The damndest thing is that I can let motor run for five seconds, kill it, crank again(after the ICV cycles) and it pops right on as if there is no issue at all. Hell with it. I’m good for now.
That would drive me crazy. I think you a bad connection somewhere...slowly getting worse. Have you done a voltage drop test on your starter circuit when the engine has be left sitting..on the first start?
That would drive me crazy. I think you a bad connection somewhere...slowly getting worse. Have you done a voltage drop test on your starter circuit when the engine has be left sitting..on the first start?
I followed Rodbolt's instructions on drop testing and was getting voltage drop, it seemed, on every wire run.
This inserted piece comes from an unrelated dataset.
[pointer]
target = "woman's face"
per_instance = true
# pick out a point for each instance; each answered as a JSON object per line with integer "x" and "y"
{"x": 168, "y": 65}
Battery cables new. Is it possible the starter relay would struggle on the first crank, but work fine 5 seconds later? It has been doing this for at least two years. Seems like the relay would have completely failed by now. Maybe I should bypass it for the first crank to check it?
We needed it too. It just piddled on for hours. I wanted ribs on the smoker. So I cooked them in the piddling rain. I’ll bypass the relay in the morning.
Bypassing the relay seems to have helped. It has been two days since I last ran it. 17 bucks for a replacement relay isn’t going to hurt. My expectation was that a crappy relay would fail fairly quickly. Another question for the electrical experts here - could a half assed relay produce enough “draw” to dramatically reduce a battery’s life?